Notify the health care provider of the situation. Cover the exposed tissue with sterile towels moistened with sterile 0.9% sodium chloride solution. Place the patient in the low Fowler’s position.
c, b, a. Dehiscence and evisceration is a postoperative emergency that requires prompt surgical repair. The correct order of implementation by the nurse is to place the patient in the low Fowler’s position (to prevent further physical damage), cover the exposed tissue with sterile towels moistened with sterile 0.9% sodium chloride solution (to protect the viscera), and notify the health care provider of the situation (to address the issue, likely with surgery). Note that the interprofessional team may be completing the activities simultaneously in the clinical setting, but the priority identified above is important to understand.
A patient was in an automobile accident and received a wound across the nose and cheek.
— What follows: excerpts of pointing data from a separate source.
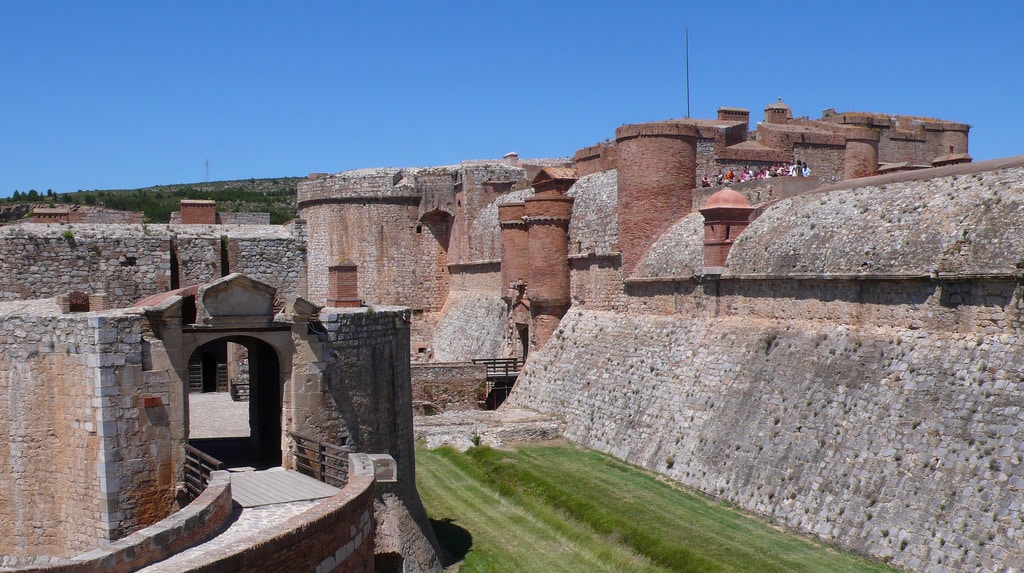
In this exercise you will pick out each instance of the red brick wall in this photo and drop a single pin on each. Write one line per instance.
(656, 175)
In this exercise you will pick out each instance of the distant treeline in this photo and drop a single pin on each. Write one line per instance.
(275, 196)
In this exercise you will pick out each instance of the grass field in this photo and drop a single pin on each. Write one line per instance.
(554, 509)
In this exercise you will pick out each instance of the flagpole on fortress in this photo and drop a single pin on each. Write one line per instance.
(687, 72)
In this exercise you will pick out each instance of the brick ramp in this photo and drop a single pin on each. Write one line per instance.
(263, 501)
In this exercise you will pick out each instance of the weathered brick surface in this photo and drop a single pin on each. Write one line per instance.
(361, 396)
(131, 262)
(448, 386)
(853, 373)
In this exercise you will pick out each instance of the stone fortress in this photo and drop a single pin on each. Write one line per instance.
(840, 353)
(837, 352)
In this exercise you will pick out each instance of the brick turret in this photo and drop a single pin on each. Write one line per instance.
(514, 262)
(548, 215)
(199, 212)
(656, 176)
(861, 157)
(343, 288)
(726, 215)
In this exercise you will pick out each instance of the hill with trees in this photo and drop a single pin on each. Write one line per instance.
(276, 196)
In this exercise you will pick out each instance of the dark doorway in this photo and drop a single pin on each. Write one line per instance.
(240, 433)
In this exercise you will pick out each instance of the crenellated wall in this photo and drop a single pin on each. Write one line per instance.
(86, 458)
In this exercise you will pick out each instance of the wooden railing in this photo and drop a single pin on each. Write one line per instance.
(502, 373)
(240, 392)
(500, 367)
(328, 463)
(198, 468)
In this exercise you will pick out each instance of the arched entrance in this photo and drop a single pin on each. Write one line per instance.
(241, 428)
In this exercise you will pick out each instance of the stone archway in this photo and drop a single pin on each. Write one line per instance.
(240, 429)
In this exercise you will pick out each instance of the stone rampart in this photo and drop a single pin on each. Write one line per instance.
(366, 397)
(887, 438)
(102, 468)
(472, 325)
(196, 523)
(41, 261)
(854, 372)
(594, 227)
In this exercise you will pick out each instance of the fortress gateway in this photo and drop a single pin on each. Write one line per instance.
(839, 352)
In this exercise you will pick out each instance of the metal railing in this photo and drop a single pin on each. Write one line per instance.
(501, 367)
(502, 373)
(198, 468)
(325, 461)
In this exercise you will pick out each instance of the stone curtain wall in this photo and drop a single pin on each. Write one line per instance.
(103, 468)
(472, 325)
(901, 442)
(366, 398)
(131, 262)
(397, 257)
(966, 223)
(198, 259)
(594, 227)
(125, 262)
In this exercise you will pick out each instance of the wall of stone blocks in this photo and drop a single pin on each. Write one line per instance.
(471, 326)
(244, 218)
(199, 259)
(399, 260)
(131, 262)
(40, 261)
(448, 386)
(594, 227)
(280, 262)
(103, 468)
(881, 416)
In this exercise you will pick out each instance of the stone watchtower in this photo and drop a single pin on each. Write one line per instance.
(656, 176)
(726, 214)
(547, 215)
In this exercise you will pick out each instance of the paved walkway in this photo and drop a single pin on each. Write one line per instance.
(251, 525)
(214, 414)
(263, 500)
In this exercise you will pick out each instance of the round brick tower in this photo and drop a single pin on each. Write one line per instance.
(861, 157)
(548, 215)
(514, 262)
(656, 176)
(726, 214)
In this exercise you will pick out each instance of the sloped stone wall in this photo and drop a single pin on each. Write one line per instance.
(86, 459)
(886, 423)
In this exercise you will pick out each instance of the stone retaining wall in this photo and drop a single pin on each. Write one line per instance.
(195, 524)
(103, 467)
(879, 414)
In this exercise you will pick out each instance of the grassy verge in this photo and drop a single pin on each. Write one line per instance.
(559, 509)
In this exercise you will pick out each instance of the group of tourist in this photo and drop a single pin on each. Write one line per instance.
(799, 169)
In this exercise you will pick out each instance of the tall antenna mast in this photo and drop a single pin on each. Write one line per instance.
(687, 72)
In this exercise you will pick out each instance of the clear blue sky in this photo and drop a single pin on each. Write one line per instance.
(107, 94)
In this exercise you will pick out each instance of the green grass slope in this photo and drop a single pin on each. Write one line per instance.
(559, 509)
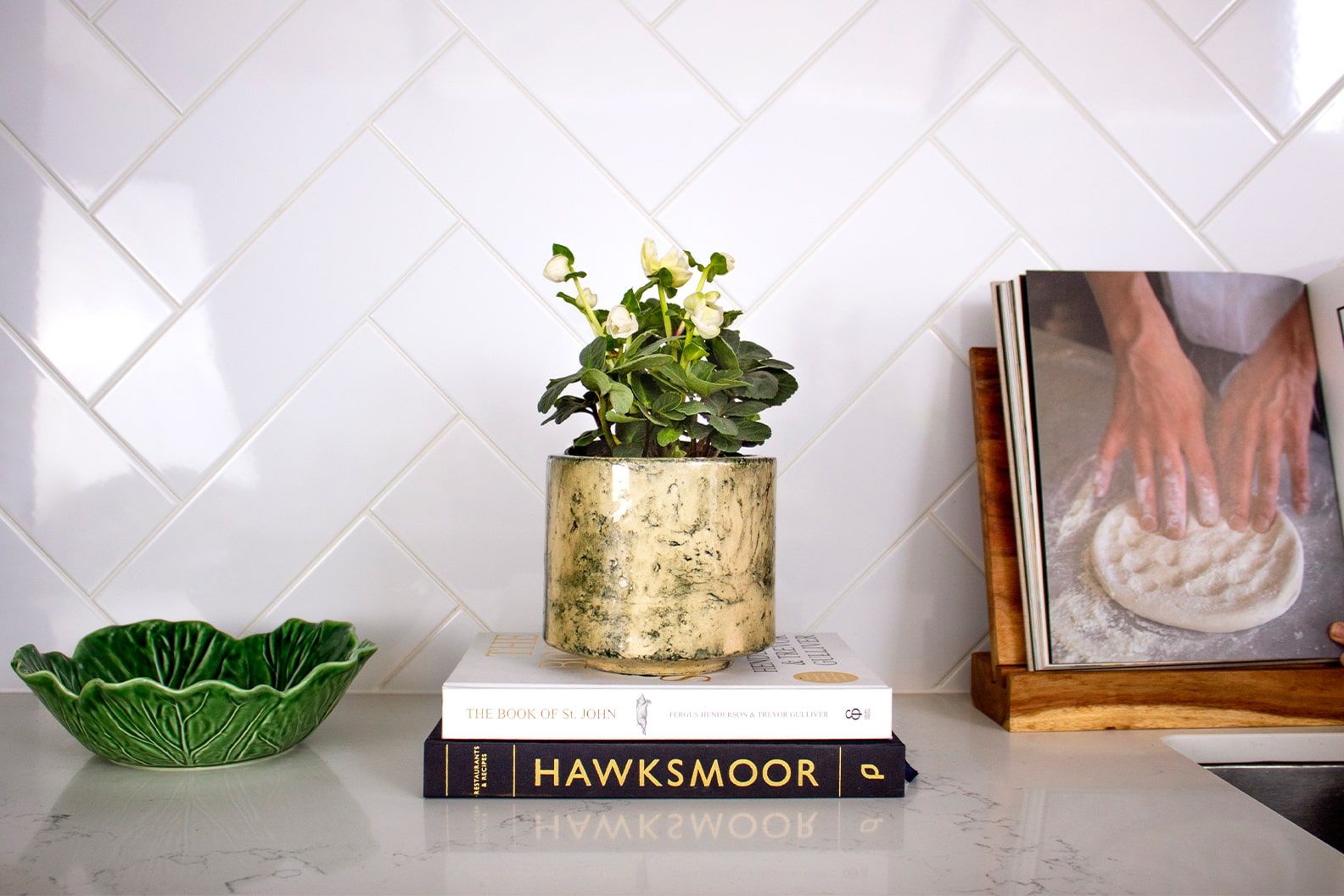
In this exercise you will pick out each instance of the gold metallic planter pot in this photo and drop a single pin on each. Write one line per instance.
(660, 566)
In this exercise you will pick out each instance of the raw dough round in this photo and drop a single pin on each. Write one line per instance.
(1214, 580)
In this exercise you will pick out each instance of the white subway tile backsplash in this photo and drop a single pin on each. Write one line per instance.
(1281, 55)
(518, 180)
(288, 108)
(538, 42)
(183, 48)
(62, 285)
(792, 29)
(1121, 61)
(847, 499)
(462, 289)
(73, 103)
(871, 164)
(372, 583)
(1286, 221)
(1061, 182)
(283, 305)
(865, 101)
(478, 524)
(64, 479)
(287, 493)
(932, 232)
(39, 608)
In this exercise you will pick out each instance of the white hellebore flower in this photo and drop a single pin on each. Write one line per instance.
(704, 315)
(620, 322)
(557, 269)
(675, 260)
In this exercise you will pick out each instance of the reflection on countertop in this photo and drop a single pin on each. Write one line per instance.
(1074, 813)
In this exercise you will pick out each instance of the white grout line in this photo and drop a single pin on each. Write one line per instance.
(186, 113)
(1144, 177)
(222, 267)
(1224, 81)
(116, 51)
(1218, 20)
(869, 570)
(50, 371)
(386, 529)
(467, 225)
(51, 564)
(769, 101)
(350, 527)
(901, 350)
(691, 70)
(927, 135)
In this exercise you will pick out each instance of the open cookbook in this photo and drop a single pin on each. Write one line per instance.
(1173, 465)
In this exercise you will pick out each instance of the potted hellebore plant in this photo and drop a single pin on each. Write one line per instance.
(660, 532)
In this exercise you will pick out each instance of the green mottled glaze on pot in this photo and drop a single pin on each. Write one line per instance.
(660, 566)
(184, 695)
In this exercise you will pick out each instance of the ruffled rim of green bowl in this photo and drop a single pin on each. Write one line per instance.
(359, 651)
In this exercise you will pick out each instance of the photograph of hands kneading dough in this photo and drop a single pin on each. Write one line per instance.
(1189, 506)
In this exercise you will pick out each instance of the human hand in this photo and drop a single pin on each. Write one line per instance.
(1157, 412)
(1266, 412)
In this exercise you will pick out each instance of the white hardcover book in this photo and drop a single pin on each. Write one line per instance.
(805, 686)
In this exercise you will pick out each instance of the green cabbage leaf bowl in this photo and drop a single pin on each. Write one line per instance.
(184, 695)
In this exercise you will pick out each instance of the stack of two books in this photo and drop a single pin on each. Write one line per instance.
(800, 719)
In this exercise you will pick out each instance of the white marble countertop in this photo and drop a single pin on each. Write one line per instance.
(1059, 813)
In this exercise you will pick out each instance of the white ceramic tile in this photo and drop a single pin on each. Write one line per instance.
(1031, 149)
(66, 481)
(183, 48)
(960, 512)
(925, 592)
(969, 320)
(1288, 219)
(429, 668)
(370, 582)
(478, 525)
(746, 48)
(929, 230)
(651, 9)
(70, 99)
(1168, 112)
(1194, 16)
(39, 608)
(538, 39)
(276, 312)
(62, 285)
(462, 289)
(870, 477)
(1281, 55)
(287, 493)
(520, 183)
(766, 199)
(246, 148)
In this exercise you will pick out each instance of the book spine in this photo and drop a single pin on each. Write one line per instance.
(667, 714)
(667, 770)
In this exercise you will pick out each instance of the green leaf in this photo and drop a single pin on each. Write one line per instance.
(723, 355)
(597, 380)
(621, 398)
(725, 444)
(723, 425)
(753, 432)
(788, 386)
(554, 389)
(745, 409)
(594, 354)
(759, 384)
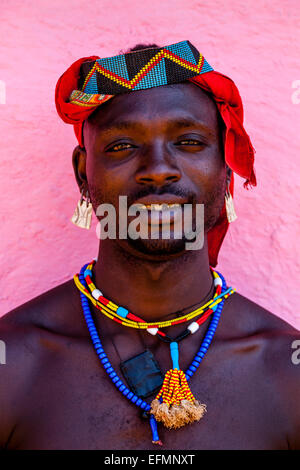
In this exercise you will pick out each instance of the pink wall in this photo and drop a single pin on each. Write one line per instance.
(256, 43)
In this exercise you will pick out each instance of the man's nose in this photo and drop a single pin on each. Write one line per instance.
(159, 168)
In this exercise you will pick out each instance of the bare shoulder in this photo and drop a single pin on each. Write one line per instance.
(28, 334)
(278, 346)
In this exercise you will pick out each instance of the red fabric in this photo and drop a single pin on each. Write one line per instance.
(239, 153)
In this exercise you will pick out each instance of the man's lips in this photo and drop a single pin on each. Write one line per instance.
(160, 202)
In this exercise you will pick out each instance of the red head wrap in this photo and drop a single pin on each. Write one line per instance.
(239, 153)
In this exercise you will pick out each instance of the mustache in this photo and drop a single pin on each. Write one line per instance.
(155, 191)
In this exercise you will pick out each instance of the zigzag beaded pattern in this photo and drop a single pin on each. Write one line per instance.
(101, 79)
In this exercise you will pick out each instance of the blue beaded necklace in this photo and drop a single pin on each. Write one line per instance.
(113, 375)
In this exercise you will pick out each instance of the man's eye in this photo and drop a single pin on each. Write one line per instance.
(189, 142)
(118, 147)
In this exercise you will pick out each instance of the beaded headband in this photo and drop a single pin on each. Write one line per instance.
(91, 81)
(101, 79)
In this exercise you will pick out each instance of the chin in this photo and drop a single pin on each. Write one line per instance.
(157, 248)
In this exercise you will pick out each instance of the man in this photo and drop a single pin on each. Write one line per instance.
(170, 143)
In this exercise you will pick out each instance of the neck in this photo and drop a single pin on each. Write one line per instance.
(149, 288)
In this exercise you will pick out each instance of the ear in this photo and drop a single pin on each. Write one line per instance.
(228, 175)
(79, 166)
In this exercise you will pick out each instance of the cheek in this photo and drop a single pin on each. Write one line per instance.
(208, 173)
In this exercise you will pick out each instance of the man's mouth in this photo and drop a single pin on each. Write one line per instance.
(158, 207)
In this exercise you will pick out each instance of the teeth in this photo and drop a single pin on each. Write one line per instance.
(161, 207)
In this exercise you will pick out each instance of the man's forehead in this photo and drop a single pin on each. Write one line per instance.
(180, 105)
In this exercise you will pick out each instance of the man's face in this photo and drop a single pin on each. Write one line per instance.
(155, 146)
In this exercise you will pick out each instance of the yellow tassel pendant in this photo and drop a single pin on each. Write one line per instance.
(175, 405)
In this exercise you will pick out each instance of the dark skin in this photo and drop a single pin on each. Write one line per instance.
(54, 393)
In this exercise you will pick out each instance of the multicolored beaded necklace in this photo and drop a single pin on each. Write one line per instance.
(175, 404)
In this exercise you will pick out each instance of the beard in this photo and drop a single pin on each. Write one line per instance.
(213, 202)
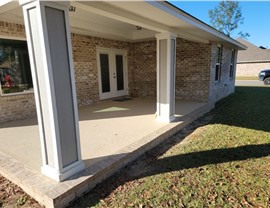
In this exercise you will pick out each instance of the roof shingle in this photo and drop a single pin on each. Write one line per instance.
(253, 53)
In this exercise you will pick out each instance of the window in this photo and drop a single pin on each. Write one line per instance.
(15, 73)
(232, 64)
(218, 64)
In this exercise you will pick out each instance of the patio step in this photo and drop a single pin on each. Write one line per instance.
(54, 194)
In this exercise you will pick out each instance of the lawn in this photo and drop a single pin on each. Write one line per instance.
(221, 160)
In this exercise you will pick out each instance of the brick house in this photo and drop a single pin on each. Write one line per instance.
(84, 52)
(252, 60)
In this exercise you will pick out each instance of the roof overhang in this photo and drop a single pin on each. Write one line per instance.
(119, 19)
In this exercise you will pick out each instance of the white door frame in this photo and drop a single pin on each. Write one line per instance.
(112, 69)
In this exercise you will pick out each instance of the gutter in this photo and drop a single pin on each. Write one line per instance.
(254, 61)
(180, 14)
After surgery to repair the wound, the patient says, “I am so ugly now.” Based on this statement, what nursing diagnosis would be most appropriate?
Pain Impaired Skin Integrity Disturbed Body Image Disturbed Thought Processes
c. Wounds cause emotional as well as physical stress.
A patient is admitted with a nonhealing surgical wound. Which nursing action is most effective in preventing a wound infection?
Using sterile dressing supplies Suggesting dietary supplements Applying antibiotic ointment Performing careful hand hygiene
d. Although all of the answers may help in preventing wound infections, careful hand washing (medical asepsis) is the most important.